There are so many amazing recipes to choose from, and I'm still having a hard time narrowing down each day's adventure. So I went through my pantry, and picked an ingredient to run with. Pumpkin won... and so Pumpkin Baked Ziti with Caramelized Onions and Sage Crumb Topping began!

Once again, I was lucky enough to have Stacy's help. That girl is a superstar in the kitchen, and it gives us something to do together while we're catching up on our dish. She started on the caramelized onions, which turned out 100 times better than my last batch. I'm attributing that to the giant cast iron pan. (Thanks for the hand me down, Mom.)

Caramelizing the onions take a lot of patience, but the browning of the natural sugars brings out a sweeter flavor, and is definitely worth the effort. Especially for dishes like this that combine sweet & savory flavors! (Plus they look pretty!)

While the onions were cooking, I whipped up the Cashew Ricotta. This was another first-time for me, and I'm now a believer. You really CAN make tofu and raw cashews taste like real, dairy ricotta. I almost hated to blend it into the recipe, and can't wait to use it on something else. (White pizza? Stuffed shells?)
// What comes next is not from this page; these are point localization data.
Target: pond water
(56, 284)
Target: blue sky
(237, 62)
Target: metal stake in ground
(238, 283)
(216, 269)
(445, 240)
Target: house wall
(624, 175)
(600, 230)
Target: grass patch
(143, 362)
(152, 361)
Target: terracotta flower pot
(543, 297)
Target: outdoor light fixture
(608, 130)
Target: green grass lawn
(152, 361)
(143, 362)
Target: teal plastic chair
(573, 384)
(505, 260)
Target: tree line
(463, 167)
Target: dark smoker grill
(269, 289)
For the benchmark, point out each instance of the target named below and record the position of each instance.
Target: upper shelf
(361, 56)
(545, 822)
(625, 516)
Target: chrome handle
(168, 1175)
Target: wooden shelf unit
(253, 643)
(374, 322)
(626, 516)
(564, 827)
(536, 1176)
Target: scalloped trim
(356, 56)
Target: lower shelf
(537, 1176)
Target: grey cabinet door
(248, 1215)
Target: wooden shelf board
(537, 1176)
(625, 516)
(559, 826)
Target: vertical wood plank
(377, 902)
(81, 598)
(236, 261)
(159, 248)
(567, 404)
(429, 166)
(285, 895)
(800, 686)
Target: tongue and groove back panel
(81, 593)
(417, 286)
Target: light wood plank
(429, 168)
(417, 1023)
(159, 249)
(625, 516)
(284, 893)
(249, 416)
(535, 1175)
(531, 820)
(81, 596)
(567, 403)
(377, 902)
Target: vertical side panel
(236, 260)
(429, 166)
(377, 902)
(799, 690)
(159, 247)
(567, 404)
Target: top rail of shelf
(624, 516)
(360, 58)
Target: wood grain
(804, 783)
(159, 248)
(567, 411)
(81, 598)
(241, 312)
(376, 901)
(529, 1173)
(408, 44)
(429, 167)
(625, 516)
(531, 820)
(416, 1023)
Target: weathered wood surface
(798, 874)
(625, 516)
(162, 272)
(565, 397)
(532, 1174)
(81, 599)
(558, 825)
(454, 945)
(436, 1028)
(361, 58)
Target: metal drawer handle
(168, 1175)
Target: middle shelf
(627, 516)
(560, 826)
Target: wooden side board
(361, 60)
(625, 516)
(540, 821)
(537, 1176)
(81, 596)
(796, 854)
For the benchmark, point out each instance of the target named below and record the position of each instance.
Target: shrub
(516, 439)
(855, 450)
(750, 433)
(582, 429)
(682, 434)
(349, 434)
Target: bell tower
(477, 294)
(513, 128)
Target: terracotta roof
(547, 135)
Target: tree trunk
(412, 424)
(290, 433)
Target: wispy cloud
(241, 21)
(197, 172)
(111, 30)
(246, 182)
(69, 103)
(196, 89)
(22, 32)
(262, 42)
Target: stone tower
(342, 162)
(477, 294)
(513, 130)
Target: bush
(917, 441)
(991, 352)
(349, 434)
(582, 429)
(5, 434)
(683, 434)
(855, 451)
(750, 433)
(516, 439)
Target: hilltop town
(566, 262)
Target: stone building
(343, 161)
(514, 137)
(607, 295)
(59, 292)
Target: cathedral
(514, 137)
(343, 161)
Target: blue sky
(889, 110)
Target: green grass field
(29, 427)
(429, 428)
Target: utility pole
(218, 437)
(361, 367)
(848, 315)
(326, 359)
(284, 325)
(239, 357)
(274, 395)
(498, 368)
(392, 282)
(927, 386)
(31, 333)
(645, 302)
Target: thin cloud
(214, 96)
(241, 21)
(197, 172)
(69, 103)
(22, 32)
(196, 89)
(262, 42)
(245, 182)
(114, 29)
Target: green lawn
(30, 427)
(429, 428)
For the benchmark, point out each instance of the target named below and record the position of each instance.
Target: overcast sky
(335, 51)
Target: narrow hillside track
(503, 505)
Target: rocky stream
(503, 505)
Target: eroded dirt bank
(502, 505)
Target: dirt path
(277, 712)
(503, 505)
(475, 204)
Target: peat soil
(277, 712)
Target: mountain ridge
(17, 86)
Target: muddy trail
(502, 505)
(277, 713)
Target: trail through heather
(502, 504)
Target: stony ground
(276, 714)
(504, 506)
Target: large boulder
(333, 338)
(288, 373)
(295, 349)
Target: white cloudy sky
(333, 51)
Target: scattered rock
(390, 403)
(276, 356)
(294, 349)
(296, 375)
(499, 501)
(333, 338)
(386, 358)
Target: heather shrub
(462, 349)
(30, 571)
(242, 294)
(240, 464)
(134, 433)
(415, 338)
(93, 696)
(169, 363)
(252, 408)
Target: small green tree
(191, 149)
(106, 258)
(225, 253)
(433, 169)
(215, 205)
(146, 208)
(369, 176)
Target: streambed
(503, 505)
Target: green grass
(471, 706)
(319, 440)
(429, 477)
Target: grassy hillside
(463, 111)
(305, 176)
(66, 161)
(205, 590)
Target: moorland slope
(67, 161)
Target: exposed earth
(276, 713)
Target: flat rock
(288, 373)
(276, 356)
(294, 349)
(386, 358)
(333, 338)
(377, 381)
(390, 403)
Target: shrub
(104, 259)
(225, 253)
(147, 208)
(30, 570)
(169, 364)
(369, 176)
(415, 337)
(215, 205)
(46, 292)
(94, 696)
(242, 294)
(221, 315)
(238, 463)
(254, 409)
Then everything was blended together and baked until perfection. The sweet nutmeg and pumpkin with the spicy cayenne and rich ricotta was amazing. Topped off with the sage and walnut bread crumbs, the depth of flavor and texture was a success. I want to experiment with even more pumpkin next round, especially for the sake of leftovers. Leftovers are one of my favorite things about cooking, and if I ever make a cookbook, I'm going to rate the leftover potential for each recipe. (In this case, the pasta absorbed all the flavor and moisture, so it wasn't half as good the day after.)

Everything is still ridiculously slow with my busted arm, but I'm trying my best. And this meal was good 'til the last bite!